While preparations to launch the Wilkinsburg Land Bank move ahead, some in the borough are still trying to understand what it is or how it came to be without extensive public discussion.

The effort to launch a Wilkinsburg-based solution to the borough’s blight problem comes in the middle of a multi-year debate over whether the borough should join the city of Pittsburgh. The people behind the land bank project are staunchly against that idea. 

Land bank organizers said it will focus on selling properties to people who are currently renters, particularly Wilkinsburg residents who hold Housing Choice [Section 8] Vouchers. 

Plants surround the entryway to 824 Woodworth Street in Wilkinsburg. (Photo by Stephanie Strasburg/PublicSource)

O’Hanlon said he has worked for the past 20 years with Neighborhood Legal Services on helping Section 8 voucher holders become homeowners, work that naturally led him to become involved with the new land bank project.
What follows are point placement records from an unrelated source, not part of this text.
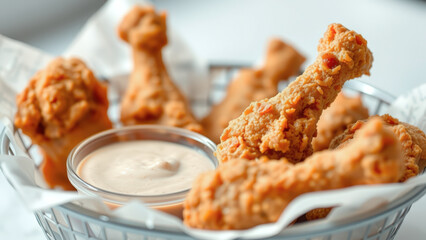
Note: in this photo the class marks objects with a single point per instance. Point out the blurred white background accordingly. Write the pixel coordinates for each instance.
(237, 31)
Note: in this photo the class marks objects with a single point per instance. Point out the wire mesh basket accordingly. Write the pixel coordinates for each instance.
(71, 221)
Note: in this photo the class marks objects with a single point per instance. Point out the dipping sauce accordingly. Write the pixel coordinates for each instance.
(143, 167)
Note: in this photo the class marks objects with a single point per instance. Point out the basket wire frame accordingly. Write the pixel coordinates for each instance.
(72, 222)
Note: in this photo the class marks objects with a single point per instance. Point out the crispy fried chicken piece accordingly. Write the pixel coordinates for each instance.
(283, 126)
(151, 96)
(62, 105)
(258, 191)
(334, 120)
(413, 142)
(412, 139)
(282, 62)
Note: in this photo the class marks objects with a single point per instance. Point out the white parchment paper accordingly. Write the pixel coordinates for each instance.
(110, 58)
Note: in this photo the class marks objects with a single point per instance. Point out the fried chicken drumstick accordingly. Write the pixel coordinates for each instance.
(151, 96)
(62, 105)
(413, 141)
(283, 126)
(334, 120)
(282, 62)
(241, 194)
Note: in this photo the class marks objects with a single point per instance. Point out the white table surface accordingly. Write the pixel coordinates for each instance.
(237, 31)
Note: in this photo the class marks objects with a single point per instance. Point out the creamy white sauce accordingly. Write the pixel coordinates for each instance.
(143, 167)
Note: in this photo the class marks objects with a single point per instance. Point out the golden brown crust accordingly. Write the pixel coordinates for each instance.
(412, 139)
(334, 120)
(62, 105)
(282, 62)
(284, 125)
(318, 213)
(143, 28)
(151, 97)
(241, 194)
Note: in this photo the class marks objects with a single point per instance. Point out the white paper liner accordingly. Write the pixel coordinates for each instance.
(20, 62)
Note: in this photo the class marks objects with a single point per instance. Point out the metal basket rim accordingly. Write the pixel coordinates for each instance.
(315, 227)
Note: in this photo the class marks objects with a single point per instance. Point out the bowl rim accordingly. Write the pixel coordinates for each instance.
(90, 189)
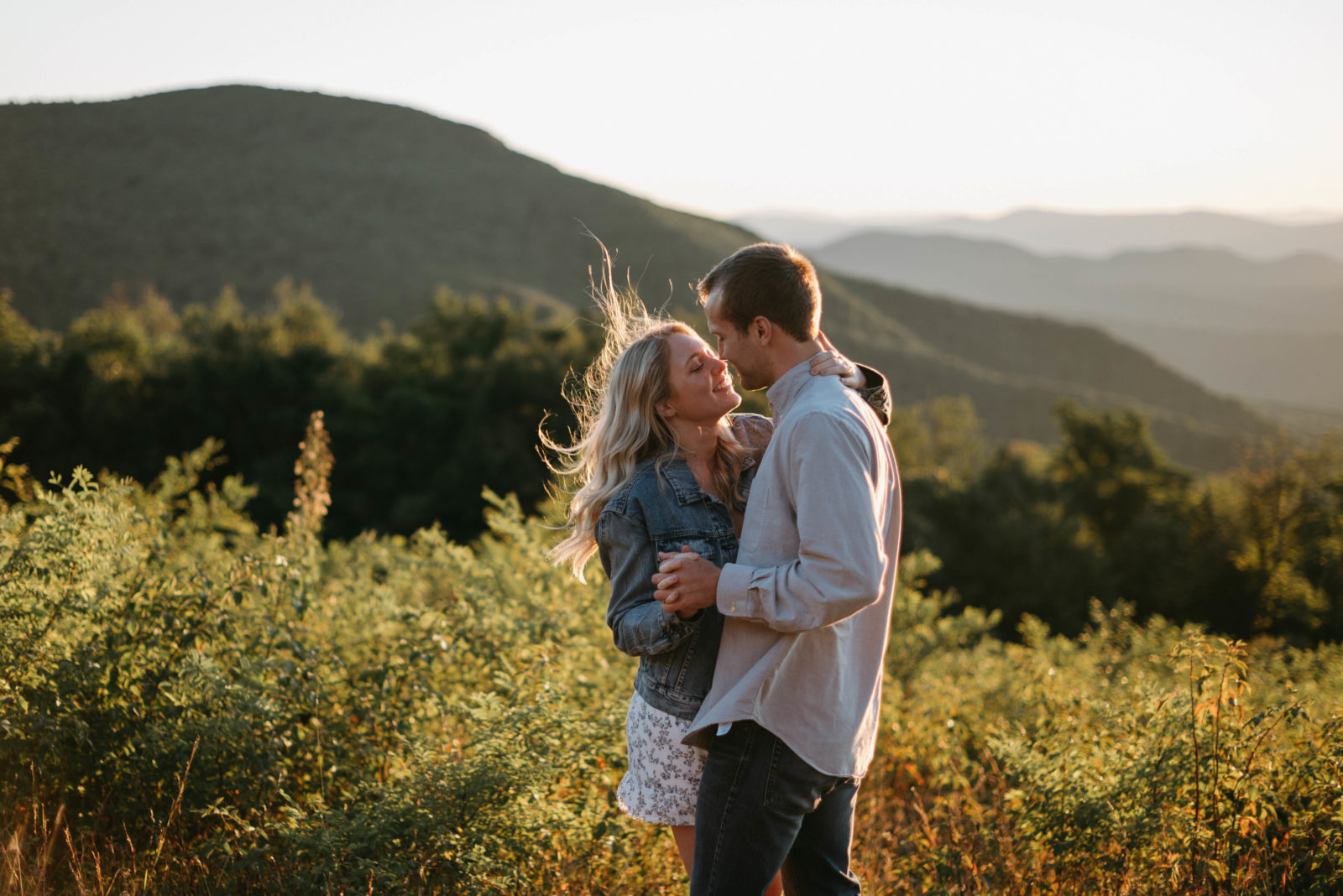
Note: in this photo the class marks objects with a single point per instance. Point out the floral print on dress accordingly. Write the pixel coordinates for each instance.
(664, 777)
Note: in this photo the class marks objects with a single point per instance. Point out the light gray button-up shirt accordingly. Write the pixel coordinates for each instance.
(807, 604)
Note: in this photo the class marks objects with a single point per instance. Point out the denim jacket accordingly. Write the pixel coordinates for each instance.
(661, 508)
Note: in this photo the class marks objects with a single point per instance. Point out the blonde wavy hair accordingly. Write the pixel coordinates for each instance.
(618, 427)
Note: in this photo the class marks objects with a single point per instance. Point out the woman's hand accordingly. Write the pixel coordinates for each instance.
(830, 362)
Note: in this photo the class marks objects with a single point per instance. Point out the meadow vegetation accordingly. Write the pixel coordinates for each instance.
(192, 703)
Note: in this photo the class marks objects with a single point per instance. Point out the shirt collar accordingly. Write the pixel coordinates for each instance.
(787, 387)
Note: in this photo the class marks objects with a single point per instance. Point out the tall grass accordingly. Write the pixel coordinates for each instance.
(190, 705)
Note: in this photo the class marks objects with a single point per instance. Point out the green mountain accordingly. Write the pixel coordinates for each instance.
(1262, 331)
(376, 206)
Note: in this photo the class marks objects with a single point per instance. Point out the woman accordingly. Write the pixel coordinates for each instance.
(661, 463)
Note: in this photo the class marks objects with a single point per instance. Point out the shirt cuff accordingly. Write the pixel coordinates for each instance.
(734, 593)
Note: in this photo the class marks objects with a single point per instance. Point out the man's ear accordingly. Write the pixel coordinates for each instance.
(762, 331)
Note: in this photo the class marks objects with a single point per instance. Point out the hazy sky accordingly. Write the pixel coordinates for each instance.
(881, 107)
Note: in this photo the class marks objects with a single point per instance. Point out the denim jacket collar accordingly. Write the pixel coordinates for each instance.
(684, 484)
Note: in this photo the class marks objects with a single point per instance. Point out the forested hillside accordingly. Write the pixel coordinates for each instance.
(375, 207)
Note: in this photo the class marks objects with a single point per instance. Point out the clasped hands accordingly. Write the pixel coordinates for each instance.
(685, 582)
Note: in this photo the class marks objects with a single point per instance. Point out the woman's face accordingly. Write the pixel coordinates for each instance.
(700, 384)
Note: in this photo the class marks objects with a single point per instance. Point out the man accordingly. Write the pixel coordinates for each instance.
(792, 719)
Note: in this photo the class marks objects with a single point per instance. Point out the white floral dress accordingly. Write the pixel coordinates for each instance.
(664, 777)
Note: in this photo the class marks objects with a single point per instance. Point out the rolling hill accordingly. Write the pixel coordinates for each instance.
(375, 206)
(1094, 235)
(1264, 331)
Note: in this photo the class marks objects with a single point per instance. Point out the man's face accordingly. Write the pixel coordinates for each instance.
(739, 349)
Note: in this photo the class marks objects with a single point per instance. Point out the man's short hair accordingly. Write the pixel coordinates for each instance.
(770, 280)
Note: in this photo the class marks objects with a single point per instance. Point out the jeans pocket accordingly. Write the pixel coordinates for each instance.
(792, 788)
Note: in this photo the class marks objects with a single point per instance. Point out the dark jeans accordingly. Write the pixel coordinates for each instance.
(762, 809)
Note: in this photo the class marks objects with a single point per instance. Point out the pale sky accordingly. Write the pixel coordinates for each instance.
(843, 107)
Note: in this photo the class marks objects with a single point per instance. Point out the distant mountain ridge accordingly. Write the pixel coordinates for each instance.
(1047, 232)
(1267, 331)
(376, 206)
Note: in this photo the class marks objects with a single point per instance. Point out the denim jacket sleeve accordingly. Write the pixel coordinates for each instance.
(637, 620)
(877, 393)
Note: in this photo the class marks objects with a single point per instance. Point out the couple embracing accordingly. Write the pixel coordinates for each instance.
(752, 564)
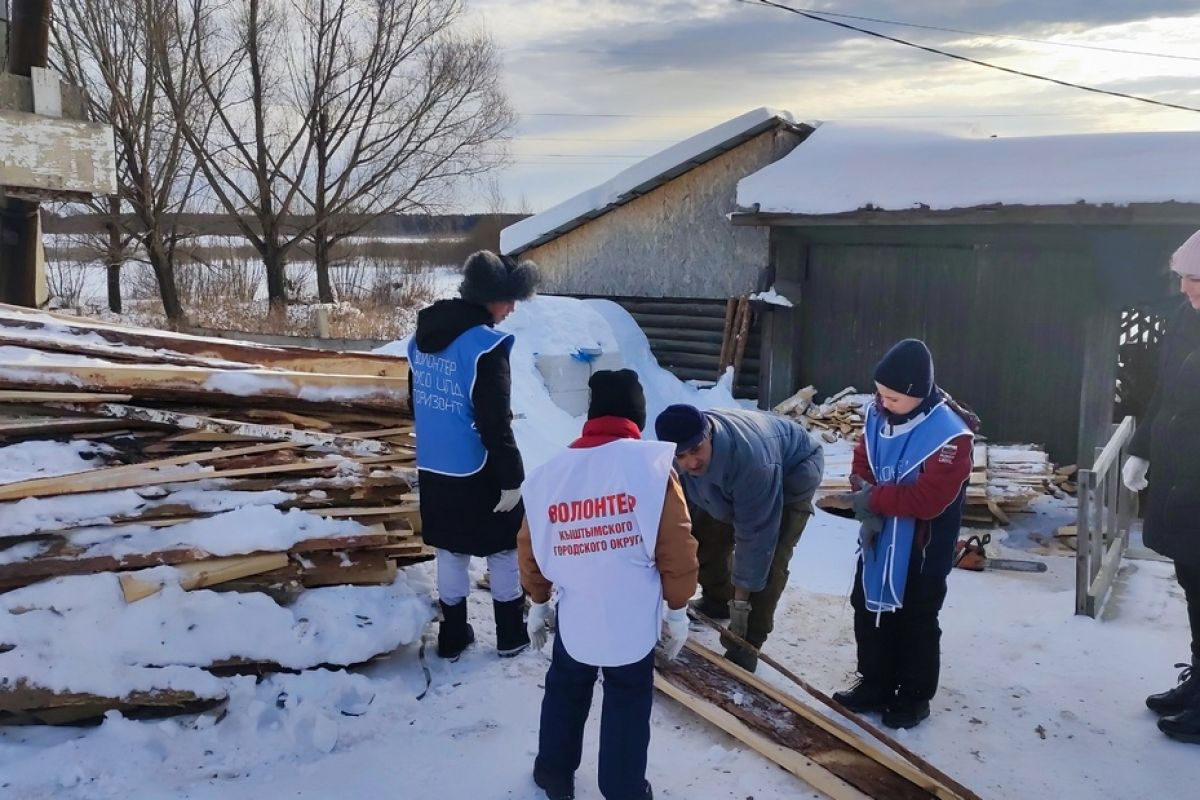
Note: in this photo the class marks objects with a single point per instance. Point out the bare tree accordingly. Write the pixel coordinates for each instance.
(329, 114)
(107, 47)
(403, 108)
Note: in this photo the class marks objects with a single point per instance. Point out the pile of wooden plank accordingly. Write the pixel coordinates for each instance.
(840, 416)
(311, 451)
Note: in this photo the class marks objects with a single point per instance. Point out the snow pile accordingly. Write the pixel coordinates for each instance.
(79, 635)
(41, 458)
(844, 168)
(773, 298)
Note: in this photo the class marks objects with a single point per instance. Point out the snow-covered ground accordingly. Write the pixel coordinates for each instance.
(1035, 702)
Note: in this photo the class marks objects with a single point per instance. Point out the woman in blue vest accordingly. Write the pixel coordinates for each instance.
(467, 458)
(911, 470)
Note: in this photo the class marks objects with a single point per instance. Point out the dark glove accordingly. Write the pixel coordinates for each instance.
(861, 499)
(739, 617)
(869, 530)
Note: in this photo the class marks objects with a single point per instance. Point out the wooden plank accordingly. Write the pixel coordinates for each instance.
(53, 426)
(73, 480)
(246, 429)
(17, 396)
(138, 479)
(202, 575)
(799, 765)
(333, 362)
(882, 756)
(166, 382)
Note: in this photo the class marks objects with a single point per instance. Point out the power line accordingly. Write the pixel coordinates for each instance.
(976, 61)
(1015, 38)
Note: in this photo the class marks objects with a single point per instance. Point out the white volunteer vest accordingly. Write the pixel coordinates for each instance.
(594, 517)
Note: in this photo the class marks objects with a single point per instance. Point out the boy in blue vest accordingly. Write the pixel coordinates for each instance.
(911, 470)
(467, 458)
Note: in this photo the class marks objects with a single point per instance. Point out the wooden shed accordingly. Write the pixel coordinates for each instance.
(658, 240)
(1013, 258)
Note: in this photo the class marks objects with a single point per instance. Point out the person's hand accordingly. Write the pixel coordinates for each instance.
(541, 617)
(675, 631)
(739, 617)
(509, 500)
(869, 530)
(861, 498)
(1134, 474)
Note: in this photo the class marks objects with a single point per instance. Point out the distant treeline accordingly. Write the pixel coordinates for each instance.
(222, 224)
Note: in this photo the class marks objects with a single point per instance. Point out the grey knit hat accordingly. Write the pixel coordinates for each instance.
(487, 277)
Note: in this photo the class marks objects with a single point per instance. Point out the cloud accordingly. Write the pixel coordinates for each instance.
(673, 67)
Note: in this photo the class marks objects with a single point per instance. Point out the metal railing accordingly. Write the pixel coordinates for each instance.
(1107, 510)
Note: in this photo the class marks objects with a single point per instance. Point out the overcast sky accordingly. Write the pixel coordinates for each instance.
(600, 83)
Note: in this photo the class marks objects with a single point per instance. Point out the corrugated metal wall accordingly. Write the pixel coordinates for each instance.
(685, 337)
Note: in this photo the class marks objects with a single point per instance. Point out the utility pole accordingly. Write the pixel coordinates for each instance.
(29, 36)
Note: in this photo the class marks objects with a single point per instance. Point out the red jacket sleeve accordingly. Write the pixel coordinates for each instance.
(937, 485)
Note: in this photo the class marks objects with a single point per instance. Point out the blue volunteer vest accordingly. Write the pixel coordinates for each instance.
(447, 439)
(895, 455)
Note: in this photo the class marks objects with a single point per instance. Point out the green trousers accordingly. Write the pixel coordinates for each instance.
(715, 554)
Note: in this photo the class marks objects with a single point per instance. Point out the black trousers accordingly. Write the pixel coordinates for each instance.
(901, 650)
(1188, 576)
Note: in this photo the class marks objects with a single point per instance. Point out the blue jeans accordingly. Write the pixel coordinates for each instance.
(624, 721)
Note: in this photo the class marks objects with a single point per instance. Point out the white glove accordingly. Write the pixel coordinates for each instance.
(1134, 474)
(509, 500)
(675, 631)
(541, 617)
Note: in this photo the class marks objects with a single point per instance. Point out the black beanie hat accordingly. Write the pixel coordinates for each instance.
(683, 425)
(617, 392)
(907, 368)
(487, 277)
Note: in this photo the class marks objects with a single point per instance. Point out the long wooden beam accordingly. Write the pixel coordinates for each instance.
(166, 382)
(947, 783)
(799, 765)
(216, 425)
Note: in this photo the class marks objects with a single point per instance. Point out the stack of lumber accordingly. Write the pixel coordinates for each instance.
(1005, 480)
(245, 468)
(840, 416)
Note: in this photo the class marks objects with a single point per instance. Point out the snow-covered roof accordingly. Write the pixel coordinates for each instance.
(843, 168)
(640, 179)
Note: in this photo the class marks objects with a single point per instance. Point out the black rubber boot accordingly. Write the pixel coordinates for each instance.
(1183, 726)
(905, 713)
(1181, 698)
(556, 788)
(714, 609)
(454, 633)
(864, 697)
(511, 636)
(742, 656)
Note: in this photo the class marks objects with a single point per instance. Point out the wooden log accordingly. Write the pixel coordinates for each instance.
(60, 483)
(173, 383)
(739, 349)
(245, 429)
(801, 767)
(150, 477)
(285, 358)
(23, 697)
(202, 575)
(17, 396)
(928, 769)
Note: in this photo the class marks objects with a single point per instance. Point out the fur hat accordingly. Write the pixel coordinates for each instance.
(617, 392)
(1186, 260)
(487, 277)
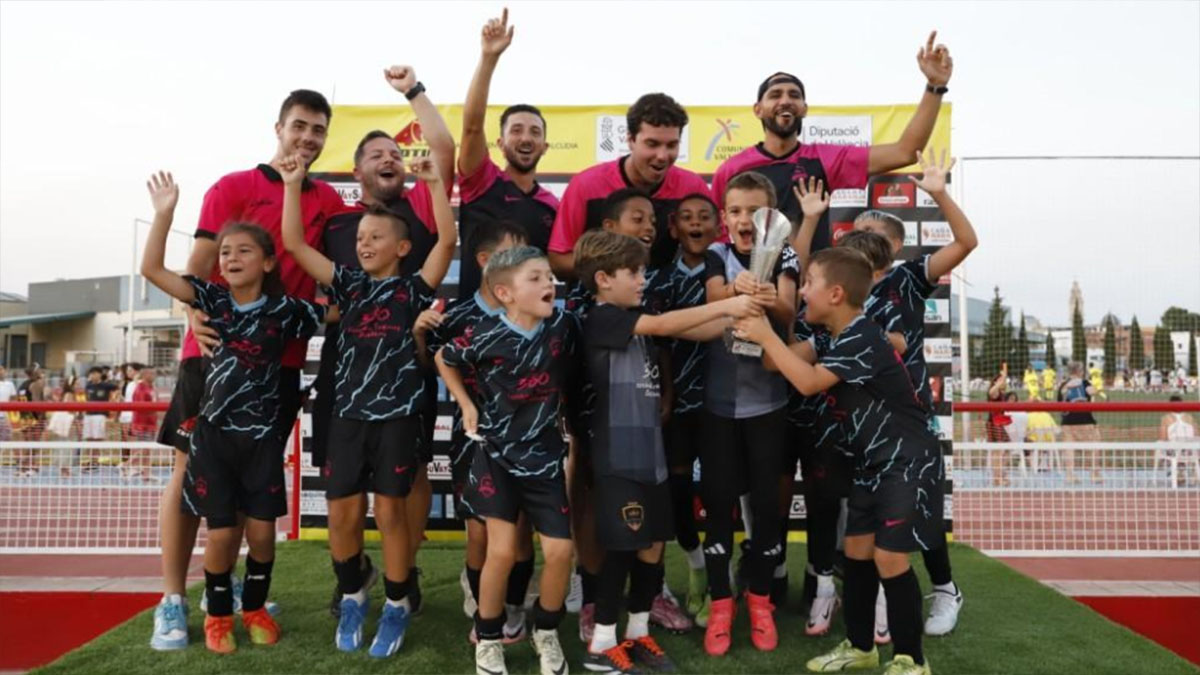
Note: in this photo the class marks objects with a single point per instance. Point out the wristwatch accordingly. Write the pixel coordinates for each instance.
(417, 90)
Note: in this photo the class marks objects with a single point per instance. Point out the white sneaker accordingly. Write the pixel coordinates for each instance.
(490, 658)
(575, 593)
(882, 634)
(943, 613)
(550, 652)
(514, 626)
(468, 599)
(821, 614)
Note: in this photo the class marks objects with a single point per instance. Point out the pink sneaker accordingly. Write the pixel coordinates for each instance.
(667, 614)
(587, 622)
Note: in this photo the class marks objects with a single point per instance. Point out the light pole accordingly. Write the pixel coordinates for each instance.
(133, 279)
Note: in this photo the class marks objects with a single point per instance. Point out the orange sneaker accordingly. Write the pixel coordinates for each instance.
(762, 622)
(262, 627)
(720, 623)
(219, 634)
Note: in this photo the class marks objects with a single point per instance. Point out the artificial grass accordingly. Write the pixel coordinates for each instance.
(1009, 623)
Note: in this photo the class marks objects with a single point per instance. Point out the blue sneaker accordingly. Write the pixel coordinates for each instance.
(390, 634)
(169, 623)
(349, 625)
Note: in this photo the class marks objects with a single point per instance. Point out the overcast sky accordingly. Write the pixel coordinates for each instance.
(96, 95)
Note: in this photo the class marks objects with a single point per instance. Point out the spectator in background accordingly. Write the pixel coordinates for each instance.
(1078, 426)
(144, 425)
(997, 425)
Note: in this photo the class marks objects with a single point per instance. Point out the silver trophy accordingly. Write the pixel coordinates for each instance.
(771, 232)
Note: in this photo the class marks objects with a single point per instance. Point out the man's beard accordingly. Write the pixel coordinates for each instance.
(382, 193)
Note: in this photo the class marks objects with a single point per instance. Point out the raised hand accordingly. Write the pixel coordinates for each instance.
(293, 169)
(935, 61)
(163, 192)
(934, 172)
(426, 169)
(497, 35)
(813, 197)
(401, 78)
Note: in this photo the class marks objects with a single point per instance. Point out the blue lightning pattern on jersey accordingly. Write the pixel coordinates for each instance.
(521, 378)
(241, 387)
(377, 375)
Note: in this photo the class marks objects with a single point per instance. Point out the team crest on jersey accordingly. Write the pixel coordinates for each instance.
(633, 513)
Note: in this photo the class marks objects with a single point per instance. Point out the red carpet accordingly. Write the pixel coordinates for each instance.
(1169, 621)
(25, 638)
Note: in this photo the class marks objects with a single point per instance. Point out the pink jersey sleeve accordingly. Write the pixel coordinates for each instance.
(222, 204)
(571, 217)
(421, 201)
(480, 180)
(845, 165)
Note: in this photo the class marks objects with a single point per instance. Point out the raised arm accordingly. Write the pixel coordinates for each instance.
(496, 39)
(433, 127)
(438, 261)
(312, 261)
(807, 378)
(936, 65)
(965, 240)
(814, 201)
(163, 195)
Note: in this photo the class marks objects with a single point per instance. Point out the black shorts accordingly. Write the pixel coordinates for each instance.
(682, 437)
(631, 515)
(904, 514)
(495, 493)
(185, 404)
(231, 473)
(377, 457)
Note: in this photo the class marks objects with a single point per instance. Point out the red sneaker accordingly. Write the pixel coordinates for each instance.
(720, 623)
(762, 622)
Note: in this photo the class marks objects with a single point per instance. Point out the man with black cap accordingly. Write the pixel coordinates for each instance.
(781, 157)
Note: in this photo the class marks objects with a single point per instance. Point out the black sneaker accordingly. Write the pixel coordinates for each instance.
(648, 653)
(616, 659)
(414, 591)
(370, 578)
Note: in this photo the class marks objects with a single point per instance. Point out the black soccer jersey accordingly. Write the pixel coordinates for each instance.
(873, 413)
(905, 290)
(241, 389)
(521, 376)
(627, 437)
(679, 287)
(377, 374)
(460, 323)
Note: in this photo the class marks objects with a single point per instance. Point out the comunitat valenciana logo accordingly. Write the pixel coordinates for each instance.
(715, 149)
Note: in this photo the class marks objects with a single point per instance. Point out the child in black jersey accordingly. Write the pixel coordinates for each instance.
(435, 329)
(379, 392)
(630, 495)
(521, 362)
(235, 464)
(873, 411)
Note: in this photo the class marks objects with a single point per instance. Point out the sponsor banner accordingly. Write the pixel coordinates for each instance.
(849, 199)
(838, 130)
(937, 311)
(935, 233)
(577, 133)
(937, 350)
(893, 195)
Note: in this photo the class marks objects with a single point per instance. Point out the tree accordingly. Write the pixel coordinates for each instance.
(1137, 347)
(1078, 340)
(1164, 352)
(997, 339)
(1110, 348)
(1020, 351)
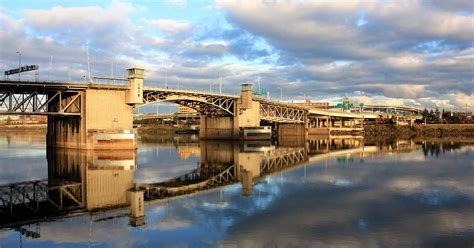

He said voucher holders are at a disadvantage compared to other buyers because of the additional bureaucracy they have to navigate.

“The land bank is an opportunity to steer houses toward buyers,” O’Hanlon said. “And we prefer to steer them toward Wilkinsburg residents, people who have been renting and have already chosen to live in the community.”

Avoiding Pittsburgh Land Bank 2.0

The organizers cleared the first hurdle in starting a land bank when the borough council passed an ordinance approving it. The legislation says the board will include representation from the county executive’s office and the Wilkinsburg School District, but both entities told PublicSource they have not been approached about the idea. 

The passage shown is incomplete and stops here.